Se proyecta estos días en las salas de cine de toda España la película Mientras dure la Guerra, de Alejandro Amenábar. Una de las escenas más interesantes y que más polémica ha suscitado entre el público, es la que se desarrolla en el paraninfo de la Universidad de Salamanca y que, por no haber quedado registrada, se basa necesariamente en datos secundarios.
Hoy asistimos, con cierto estupor, a la “cesión” de los rectores de determinadas universidades de Cataluña, ante la presión de grupos de estudiantes exigiendo prebendas sobre la base de poder ejercer libremente su derecho de manifestación en defensa de sus ideales políticos. Cobran así un especial significado dos hechos muy separados en el tiempo pero de una naturaleza similar.

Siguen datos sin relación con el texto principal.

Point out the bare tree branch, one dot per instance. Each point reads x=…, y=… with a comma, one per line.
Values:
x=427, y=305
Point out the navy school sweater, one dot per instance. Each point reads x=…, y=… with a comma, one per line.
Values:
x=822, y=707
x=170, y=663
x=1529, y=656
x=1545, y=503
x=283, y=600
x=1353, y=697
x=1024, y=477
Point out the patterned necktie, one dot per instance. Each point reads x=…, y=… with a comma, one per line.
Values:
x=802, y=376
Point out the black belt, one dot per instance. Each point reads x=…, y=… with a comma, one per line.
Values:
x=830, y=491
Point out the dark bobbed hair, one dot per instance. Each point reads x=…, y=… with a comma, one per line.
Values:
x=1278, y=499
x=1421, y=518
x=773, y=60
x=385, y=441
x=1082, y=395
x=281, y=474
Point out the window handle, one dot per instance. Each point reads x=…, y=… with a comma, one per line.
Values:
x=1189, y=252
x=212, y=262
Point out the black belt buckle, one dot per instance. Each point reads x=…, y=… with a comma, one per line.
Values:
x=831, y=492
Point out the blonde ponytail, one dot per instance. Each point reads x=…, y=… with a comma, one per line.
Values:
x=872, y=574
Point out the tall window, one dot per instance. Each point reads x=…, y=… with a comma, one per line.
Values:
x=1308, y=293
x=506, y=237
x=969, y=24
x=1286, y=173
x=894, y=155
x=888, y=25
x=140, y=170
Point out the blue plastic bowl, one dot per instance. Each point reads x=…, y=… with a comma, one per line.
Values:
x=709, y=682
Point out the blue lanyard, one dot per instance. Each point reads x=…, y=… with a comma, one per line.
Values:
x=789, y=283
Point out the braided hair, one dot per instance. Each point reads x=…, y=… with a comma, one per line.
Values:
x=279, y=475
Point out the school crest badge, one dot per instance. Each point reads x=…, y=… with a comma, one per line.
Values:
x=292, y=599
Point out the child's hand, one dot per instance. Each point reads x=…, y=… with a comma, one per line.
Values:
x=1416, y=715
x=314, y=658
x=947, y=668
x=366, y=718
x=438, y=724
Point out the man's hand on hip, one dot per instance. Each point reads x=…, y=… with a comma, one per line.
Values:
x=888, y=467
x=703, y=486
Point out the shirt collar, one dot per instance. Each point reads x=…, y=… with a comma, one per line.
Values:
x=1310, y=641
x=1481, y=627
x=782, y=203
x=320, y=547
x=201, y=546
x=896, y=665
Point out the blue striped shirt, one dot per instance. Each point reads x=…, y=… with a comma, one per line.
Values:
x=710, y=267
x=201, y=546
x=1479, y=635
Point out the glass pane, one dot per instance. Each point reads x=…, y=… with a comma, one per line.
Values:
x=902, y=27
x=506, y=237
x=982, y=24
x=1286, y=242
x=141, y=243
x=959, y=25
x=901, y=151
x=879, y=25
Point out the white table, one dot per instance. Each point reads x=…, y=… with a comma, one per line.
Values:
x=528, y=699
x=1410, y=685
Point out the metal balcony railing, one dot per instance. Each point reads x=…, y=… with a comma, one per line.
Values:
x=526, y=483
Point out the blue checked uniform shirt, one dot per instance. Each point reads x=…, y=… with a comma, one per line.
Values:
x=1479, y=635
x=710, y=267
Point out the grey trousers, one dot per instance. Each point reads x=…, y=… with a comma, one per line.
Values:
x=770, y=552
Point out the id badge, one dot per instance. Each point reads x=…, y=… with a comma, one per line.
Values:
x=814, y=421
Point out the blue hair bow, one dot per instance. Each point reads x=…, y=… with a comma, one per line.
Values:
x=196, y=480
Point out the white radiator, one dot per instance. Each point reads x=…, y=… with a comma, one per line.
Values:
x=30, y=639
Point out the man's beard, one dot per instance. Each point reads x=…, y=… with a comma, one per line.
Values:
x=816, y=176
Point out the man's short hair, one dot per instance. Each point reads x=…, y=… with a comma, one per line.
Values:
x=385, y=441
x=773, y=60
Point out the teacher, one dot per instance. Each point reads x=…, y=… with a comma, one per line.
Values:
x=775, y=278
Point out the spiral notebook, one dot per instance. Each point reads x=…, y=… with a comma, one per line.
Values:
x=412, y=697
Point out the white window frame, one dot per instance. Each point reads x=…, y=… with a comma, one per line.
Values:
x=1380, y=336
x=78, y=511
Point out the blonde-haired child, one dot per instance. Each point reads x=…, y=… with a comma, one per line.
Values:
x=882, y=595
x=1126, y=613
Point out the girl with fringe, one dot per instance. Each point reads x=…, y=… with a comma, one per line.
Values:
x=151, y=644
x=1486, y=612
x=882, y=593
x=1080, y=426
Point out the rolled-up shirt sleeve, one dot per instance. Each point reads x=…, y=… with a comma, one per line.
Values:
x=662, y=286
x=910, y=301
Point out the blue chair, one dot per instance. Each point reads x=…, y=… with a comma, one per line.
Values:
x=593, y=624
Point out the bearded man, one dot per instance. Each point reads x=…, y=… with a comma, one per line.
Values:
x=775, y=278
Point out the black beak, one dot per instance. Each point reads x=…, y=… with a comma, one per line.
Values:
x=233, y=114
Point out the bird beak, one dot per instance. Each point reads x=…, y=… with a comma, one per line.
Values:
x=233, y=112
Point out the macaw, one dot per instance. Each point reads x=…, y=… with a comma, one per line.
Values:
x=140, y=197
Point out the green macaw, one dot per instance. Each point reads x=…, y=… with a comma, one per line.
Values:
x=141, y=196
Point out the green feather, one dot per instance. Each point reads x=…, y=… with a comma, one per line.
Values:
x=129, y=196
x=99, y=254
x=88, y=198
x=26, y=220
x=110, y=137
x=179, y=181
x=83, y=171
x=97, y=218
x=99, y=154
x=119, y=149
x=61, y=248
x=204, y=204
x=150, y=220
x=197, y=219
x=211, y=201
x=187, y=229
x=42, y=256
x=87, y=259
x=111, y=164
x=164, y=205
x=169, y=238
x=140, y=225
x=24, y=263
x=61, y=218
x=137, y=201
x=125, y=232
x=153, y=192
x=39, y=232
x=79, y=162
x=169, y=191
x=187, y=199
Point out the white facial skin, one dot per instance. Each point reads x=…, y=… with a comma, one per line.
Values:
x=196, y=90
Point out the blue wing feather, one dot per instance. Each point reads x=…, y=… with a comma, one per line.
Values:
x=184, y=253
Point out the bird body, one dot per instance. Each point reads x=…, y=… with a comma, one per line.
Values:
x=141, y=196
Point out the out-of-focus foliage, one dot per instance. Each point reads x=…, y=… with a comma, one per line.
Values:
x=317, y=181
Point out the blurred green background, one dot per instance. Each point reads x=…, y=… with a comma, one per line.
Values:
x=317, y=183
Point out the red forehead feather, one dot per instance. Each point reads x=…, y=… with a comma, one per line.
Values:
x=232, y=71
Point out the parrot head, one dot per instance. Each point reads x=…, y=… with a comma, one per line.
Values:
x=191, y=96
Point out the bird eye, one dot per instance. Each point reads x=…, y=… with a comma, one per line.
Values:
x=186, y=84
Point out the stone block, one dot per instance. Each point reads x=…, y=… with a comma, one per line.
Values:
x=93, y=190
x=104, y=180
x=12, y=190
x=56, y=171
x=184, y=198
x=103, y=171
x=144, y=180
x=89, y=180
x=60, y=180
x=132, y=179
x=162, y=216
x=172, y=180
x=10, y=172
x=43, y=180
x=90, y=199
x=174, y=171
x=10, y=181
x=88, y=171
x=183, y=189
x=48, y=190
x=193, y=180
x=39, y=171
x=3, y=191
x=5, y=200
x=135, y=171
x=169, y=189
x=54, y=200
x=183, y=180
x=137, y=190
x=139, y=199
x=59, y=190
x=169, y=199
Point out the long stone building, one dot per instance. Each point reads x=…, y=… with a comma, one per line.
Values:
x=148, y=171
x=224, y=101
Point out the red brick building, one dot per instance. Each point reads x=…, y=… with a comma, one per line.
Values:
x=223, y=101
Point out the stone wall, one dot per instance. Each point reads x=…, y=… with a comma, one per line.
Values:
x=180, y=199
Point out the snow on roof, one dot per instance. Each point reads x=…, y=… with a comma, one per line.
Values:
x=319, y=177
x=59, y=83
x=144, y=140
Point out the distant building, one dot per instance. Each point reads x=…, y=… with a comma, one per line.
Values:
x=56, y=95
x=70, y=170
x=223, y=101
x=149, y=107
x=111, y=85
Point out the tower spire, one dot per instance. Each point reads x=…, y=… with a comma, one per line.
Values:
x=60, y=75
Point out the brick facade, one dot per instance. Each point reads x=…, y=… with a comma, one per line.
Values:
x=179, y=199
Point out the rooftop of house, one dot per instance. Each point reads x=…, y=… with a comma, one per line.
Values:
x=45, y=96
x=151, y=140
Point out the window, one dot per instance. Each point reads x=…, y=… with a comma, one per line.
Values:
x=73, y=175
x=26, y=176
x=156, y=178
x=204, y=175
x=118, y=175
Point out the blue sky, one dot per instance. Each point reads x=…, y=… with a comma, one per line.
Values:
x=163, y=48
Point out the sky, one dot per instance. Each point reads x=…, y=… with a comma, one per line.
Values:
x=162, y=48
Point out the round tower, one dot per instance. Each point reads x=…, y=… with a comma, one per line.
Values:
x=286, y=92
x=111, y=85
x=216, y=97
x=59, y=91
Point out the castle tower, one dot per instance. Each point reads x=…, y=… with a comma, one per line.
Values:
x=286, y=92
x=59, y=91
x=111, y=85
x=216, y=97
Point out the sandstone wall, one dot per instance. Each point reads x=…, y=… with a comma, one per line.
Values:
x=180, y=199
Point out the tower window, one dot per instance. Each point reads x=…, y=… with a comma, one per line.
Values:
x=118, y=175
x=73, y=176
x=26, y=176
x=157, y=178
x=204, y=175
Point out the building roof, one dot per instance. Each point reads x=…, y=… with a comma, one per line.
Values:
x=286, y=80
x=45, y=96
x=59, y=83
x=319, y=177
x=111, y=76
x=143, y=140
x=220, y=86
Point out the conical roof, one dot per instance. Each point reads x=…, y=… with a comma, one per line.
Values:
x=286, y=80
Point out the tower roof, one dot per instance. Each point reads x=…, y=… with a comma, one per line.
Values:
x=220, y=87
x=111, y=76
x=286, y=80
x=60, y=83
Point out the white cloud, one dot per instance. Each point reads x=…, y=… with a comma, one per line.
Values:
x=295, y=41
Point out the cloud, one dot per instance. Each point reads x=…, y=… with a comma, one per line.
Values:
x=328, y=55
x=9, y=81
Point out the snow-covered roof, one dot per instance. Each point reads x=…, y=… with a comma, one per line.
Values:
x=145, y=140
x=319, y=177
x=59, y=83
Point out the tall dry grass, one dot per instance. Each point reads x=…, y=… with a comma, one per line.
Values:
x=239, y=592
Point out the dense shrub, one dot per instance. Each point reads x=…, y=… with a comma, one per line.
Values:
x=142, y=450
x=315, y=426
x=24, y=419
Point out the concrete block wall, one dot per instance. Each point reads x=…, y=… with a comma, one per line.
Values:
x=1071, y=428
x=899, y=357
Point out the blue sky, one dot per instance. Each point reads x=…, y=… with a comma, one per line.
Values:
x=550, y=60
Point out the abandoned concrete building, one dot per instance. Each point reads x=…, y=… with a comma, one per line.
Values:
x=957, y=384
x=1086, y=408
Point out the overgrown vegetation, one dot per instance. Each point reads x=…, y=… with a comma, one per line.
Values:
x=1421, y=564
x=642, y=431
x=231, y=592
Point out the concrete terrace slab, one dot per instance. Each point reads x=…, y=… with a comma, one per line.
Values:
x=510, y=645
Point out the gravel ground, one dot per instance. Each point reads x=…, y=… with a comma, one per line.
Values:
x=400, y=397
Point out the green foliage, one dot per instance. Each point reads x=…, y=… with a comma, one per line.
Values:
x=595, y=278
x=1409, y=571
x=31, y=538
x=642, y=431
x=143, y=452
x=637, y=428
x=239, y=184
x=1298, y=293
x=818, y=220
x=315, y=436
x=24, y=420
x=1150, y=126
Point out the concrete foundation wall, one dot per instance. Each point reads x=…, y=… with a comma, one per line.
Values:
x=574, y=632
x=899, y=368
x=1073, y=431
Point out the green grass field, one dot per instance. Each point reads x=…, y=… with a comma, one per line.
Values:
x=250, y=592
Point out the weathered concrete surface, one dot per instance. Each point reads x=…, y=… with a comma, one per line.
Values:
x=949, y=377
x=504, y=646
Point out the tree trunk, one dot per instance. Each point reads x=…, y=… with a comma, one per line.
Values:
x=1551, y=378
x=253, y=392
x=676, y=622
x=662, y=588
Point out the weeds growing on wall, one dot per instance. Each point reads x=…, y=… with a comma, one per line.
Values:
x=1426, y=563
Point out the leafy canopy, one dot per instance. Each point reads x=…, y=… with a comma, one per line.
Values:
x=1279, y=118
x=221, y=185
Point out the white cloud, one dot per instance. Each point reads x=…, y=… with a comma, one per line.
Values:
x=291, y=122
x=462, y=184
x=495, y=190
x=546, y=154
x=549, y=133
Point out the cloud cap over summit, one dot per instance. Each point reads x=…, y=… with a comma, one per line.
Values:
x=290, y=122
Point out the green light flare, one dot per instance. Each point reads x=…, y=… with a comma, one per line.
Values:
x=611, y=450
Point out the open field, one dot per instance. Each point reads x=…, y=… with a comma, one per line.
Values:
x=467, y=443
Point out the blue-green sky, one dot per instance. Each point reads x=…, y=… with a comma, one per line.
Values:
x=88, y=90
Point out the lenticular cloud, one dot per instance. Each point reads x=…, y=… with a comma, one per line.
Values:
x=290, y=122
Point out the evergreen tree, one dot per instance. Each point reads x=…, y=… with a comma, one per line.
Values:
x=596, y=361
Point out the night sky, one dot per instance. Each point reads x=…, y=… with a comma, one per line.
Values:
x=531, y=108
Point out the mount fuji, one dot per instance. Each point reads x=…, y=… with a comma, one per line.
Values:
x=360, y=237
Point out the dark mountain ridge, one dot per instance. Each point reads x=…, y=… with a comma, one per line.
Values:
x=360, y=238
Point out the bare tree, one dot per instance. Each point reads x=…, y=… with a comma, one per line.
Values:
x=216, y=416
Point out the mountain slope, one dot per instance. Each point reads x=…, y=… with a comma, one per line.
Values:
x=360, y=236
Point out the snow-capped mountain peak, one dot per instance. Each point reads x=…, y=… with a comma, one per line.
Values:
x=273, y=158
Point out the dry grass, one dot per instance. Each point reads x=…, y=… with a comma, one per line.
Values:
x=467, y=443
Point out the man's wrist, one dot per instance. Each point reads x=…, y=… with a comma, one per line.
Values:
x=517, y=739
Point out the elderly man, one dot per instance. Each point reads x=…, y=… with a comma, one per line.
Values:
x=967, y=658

Unamuno no tenía frente a sí en el paraninfo a un grupo de adolescentes con la cara tapada que chillaban exigiendo una indulgencia lectiva, como si de un aumento de la “paga semanal” se tratase. No. Tenía a tíos bragados, que llevaban una pistola en el cinturón y que estaban altamente ideologizados. Que formaban parte de una juventud que se estaba matando en los campos de media España. Pero Unamuno dijo lo que pensaba. A unos les parecerá mejor y a otros peor: a los que estaban allí, desde luego no les gustó. Pero Unamuno, el Rector Magnífico de la Universidad de Salamanca, dijo lo que pensaba.
Unamuno salió de aquél Acto, del brazo de Carmen Polo (quizá no hubiera podido salir de otra manera). La película hurta una escena – esta sí está documentada – en la que Unamuno y el general Millán Astray se despiden dándose la mano.
A los estudiantes que han impuesto su voluntad, de forma drástica y sectaria, a los rectores catalanes, nadie les impedía manifestarse por lo que considerasen oportuno. Pero ellos, por decirlo de una forma castiza, querían estar al caldo y las tajadas.
Este episodio es tremendamente revelador de una educación en la irresponsabilidad a la que todos hemos contribuido. Y no solo en lo que concierne, como en este caso, al ejercicio de una militancia política comprometida, sino en el día a día; en el que se puede observar, especialmente en las relaciones familiares o en las de pareja, que solo se quiere la parte buena – la parte guay – de las mismas, y nunca todo lo que suponga un coste personal, especialmente si es emocional.
Imagino la vergüenza que alguno de los rectores habrá sentido al ver la película, o al recordarla, y ver la serena actitud del Miguel de Unamuno que no se calló porque los otros chillaran mucho. Quizá solo se lo confiese a su pareja en la intimidad del dormitorio, pero tendrá que vivir siempre con el amargo recuerdo del día en el que no supo estar a la altura y se dejó acojonar por un grupo de adolescentes radicales.
No está claro si aquel día se pronunció la famosa frase: “Este es el templo de la inteligencia y yo su sumo sacerdote”. Pero lo que sí está claro es que hoy, las universidades catalanas se han quedado en iglesias regidas por curas de misa y olla.